Robbing the Pillars uses its characters to draw a contrast between the working and privileged classes of the time. MacLaren, a working-class archetype, is physically imposing, with many progressive principles. Young Dutton Dandridge is handsome, eloquent, and savvy, and he is set up as the leader of the wealthy class. The conflict never quite takes off, however. While the story pays some attention to Dandridge’s activities—which are mostly conspiracy-like meetings with other wealthy characters—it is mainly concerned with MacLaren’s rise to prosperity through foresight and hard work.
That rise, while interesting for its details, such as hydro-blasting for gold, is not as dramatic as it might be; it mostly involves MacLaren making correct decisions that lead to successful outcomes, without surprise obstacles or setbacks.
Conflict and drama do rear their heads in the form of fires and floods; such catastrophic events regularly ravage Nevada City and nearby communities. The action is compelling, and the aftermaths are dramatic as characters struggle with repair and prevention.
Characters, including MacLaren and Dandridge, are sharply rendered. Physical descriptions are detailed, and realistic dialogue—including MacLaren’s Scottish brogue—advances the plot, allowing characters to tell their own stories.

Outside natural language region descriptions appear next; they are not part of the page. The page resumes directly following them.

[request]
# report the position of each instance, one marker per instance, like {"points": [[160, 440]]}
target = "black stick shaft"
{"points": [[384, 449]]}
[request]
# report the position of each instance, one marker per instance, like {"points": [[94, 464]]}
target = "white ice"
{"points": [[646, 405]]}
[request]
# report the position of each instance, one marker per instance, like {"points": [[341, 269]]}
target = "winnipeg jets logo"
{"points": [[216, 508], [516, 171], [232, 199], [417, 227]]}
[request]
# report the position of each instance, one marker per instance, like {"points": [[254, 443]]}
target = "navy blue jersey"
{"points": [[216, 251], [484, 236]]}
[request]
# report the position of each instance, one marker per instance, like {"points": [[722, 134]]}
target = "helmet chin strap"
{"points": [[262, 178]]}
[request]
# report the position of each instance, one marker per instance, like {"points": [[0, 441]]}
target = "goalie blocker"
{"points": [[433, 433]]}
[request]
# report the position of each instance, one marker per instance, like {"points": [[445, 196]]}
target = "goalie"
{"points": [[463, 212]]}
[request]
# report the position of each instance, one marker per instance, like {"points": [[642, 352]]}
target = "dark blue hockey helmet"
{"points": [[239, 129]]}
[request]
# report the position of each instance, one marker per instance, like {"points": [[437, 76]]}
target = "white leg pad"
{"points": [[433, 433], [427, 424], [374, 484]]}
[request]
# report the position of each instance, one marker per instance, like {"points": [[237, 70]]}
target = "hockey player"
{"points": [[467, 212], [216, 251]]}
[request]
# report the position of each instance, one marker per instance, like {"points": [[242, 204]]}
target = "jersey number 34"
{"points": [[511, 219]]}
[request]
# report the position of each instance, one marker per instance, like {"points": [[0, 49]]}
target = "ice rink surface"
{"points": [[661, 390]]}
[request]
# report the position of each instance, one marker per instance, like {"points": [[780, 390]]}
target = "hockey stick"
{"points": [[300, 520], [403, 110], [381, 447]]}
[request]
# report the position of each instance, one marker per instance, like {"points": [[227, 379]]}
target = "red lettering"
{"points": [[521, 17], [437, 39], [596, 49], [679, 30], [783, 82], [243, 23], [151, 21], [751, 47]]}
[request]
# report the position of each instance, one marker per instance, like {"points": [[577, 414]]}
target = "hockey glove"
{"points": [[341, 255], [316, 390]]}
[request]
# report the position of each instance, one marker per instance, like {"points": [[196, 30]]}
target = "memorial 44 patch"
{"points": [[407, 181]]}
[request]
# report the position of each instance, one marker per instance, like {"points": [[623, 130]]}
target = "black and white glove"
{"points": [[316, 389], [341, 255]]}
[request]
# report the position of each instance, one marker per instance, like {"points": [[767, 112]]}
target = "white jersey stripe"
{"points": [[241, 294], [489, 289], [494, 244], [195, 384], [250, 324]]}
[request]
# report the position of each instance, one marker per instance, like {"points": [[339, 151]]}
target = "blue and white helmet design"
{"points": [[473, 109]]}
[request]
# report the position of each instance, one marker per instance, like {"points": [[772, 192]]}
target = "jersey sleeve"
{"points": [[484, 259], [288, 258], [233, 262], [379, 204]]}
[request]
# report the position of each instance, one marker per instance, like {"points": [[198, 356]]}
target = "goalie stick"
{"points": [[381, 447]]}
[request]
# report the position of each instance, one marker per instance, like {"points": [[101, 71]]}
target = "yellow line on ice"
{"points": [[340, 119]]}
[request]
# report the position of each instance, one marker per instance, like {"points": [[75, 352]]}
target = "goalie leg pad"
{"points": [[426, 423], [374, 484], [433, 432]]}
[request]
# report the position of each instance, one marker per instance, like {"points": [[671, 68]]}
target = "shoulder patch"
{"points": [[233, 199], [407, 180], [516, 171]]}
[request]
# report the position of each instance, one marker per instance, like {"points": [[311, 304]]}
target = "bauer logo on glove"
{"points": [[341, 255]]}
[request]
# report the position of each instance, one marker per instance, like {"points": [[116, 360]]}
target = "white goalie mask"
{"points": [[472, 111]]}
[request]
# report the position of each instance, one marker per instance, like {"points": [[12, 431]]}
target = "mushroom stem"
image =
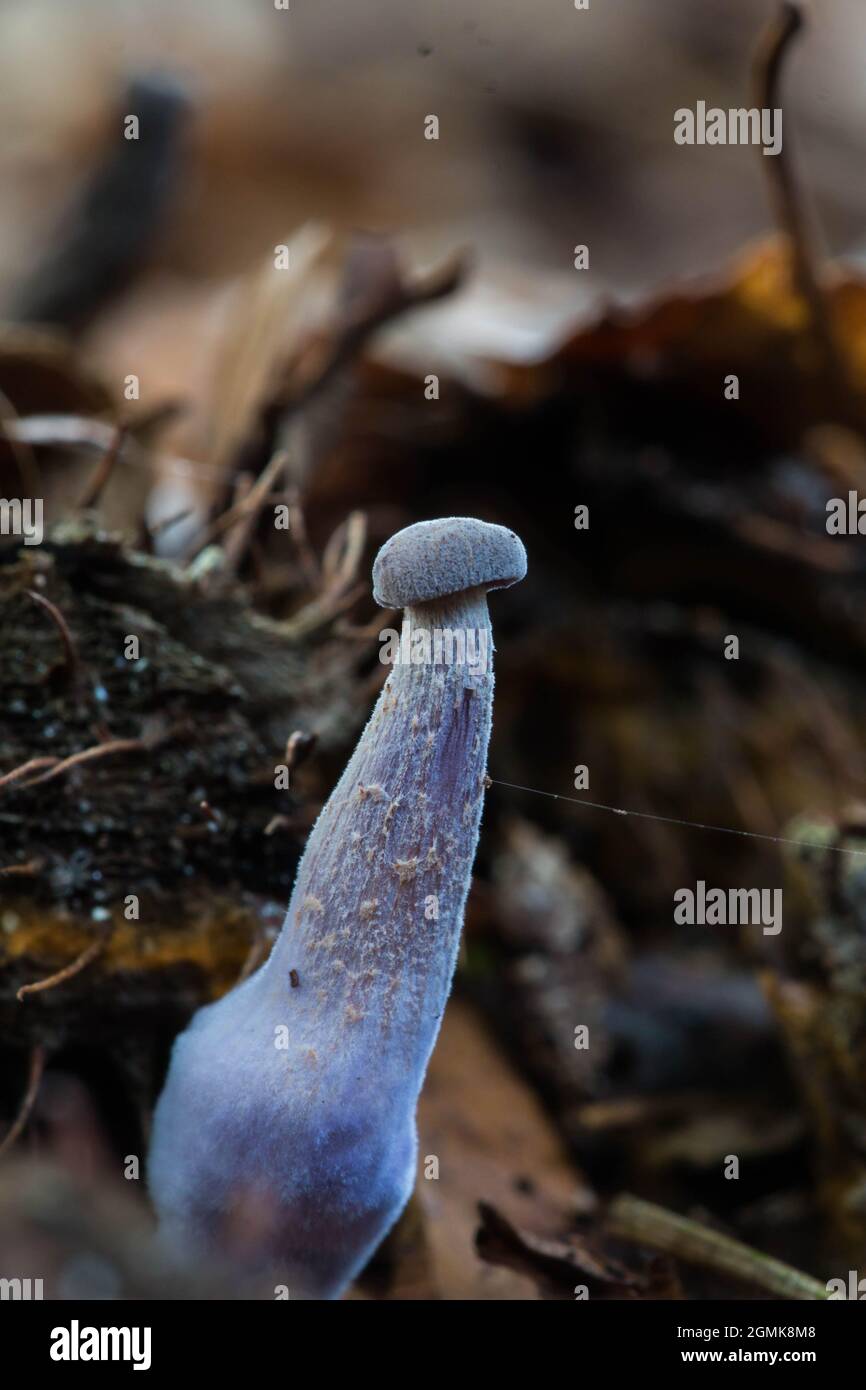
{"points": [[374, 922]]}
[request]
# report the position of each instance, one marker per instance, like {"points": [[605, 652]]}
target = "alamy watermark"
{"points": [[737, 125], [737, 906], [438, 647], [22, 516]]}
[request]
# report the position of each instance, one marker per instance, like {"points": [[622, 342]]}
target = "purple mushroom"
{"points": [[299, 1089]]}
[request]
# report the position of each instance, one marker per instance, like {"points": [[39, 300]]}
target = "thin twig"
{"points": [[25, 870], [770, 53], [118, 745], [60, 623], [29, 1100], [630, 1218], [25, 769], [75, 966], [21, 451], [249, 506], [104, 469]]}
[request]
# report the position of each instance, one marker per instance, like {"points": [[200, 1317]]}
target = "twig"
{"points": [[81, 962], [25, 769], [22, 453], [25, 870], [770, 54], [249, 506], [313, 371], [104, 469], [81, 432], [29, 1100], [630, 1218], [118, 745], [60, 623]]}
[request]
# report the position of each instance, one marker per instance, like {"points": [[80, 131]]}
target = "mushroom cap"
{"points": [[433, 559]]}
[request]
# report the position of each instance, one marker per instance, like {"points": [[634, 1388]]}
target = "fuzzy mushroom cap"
{"points": [[433, 559]]}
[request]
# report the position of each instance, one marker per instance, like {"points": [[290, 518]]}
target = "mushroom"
{"points": [[298, 1090]]}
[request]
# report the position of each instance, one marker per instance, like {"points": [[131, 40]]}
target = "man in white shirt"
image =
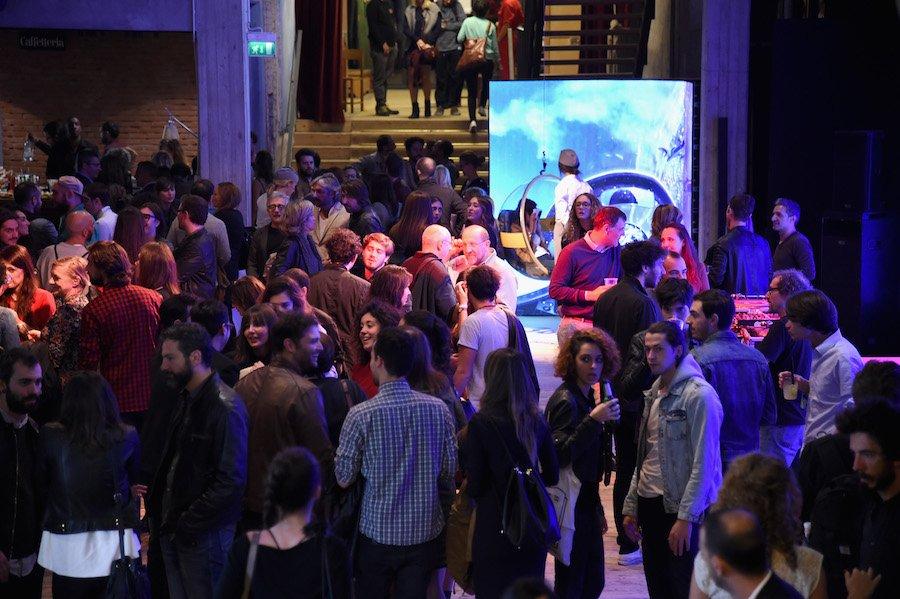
{"points": [[569, 187], [477, 251], [80, 228], [96, 202], [811, 316]]}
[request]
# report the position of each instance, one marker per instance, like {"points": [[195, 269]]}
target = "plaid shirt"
{"points": [[403, 443], [118, 339]]}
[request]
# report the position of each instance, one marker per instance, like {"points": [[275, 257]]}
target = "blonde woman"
{"points": [[155, 269], [69, 283]]}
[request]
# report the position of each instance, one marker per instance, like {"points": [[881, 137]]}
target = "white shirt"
{"points": [[85, 554], [105, 225], [835, 364], [326, 225], [483, 332], [650, 483], [568, 188]]}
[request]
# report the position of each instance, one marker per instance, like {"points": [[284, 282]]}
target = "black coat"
{"points": [[210, 473], [195, 258], [79, 485]]}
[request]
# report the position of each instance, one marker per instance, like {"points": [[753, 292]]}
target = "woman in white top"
{"points": [[86, 464], [764, 486]]}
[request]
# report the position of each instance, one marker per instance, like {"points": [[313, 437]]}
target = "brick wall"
{"points": [[124, 77]]}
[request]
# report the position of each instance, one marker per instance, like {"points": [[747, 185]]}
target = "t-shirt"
{"points": [[484, 331], [650, 483]]}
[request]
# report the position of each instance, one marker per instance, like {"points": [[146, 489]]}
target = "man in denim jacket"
{"points": [[679, 468]]}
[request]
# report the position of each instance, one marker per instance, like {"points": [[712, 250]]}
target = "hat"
{"points": [[286, 174], [568, 158], [71, 183]]}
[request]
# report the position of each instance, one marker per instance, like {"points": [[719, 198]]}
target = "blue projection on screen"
{"points": [[629, 135]]}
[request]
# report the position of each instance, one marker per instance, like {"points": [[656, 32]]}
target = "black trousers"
{"points": [[668, 575], [626, 455], [26, 587], [406, 568], [448, 90], [584, 577], [471, 76], [65, 587]]}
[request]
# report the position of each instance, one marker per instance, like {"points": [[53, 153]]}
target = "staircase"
{"points": [[595, 39]]}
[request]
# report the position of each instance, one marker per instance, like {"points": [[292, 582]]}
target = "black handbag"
{"points": [[128, 577], [526, 510]]}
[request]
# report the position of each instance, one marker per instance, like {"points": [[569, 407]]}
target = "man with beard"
{"points": [[118, 330], [285, 409], [20, 516], [197, 489], [872, 427]]}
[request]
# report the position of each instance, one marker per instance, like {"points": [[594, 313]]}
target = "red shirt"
{"points": [[118, 339]]}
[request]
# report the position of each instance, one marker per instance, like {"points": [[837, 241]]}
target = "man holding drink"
{"points": [[784, 438]]}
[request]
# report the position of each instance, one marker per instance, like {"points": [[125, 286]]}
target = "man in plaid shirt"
{"points": [[119, 328], [403, 444]]}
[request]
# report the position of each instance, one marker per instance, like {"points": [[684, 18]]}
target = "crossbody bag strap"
{"points": [[251, 564]]}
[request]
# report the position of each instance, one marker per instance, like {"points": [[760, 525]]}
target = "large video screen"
{"points": [[633, 140]]}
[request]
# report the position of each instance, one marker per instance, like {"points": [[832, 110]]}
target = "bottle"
{"points": [[28, 151]]}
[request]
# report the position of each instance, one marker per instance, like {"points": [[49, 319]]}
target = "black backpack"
{"points": [[836, 532]]}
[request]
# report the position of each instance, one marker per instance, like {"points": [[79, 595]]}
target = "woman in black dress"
{"points": [[293, 560], [509, 418], [576, 419]]}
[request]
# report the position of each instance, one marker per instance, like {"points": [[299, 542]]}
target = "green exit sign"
{"points": [[261, 49]]}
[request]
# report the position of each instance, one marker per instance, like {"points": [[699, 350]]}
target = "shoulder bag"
{"points": [[526, 512], [474, 52], [128, 578]]}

An active narrative voice and strong writing move the story along. Action generally wraps up with neat stopping points at the end of chapters, which slows the excitement. Still, colorful historical settings and insights into period immigrant and establishment perspectives result in a meaningful, satisfying story.
This chronicle of the relentless progress of a frontier community makes for compelling reading, providing a fascinating look at a unique place and time in the nation’s history.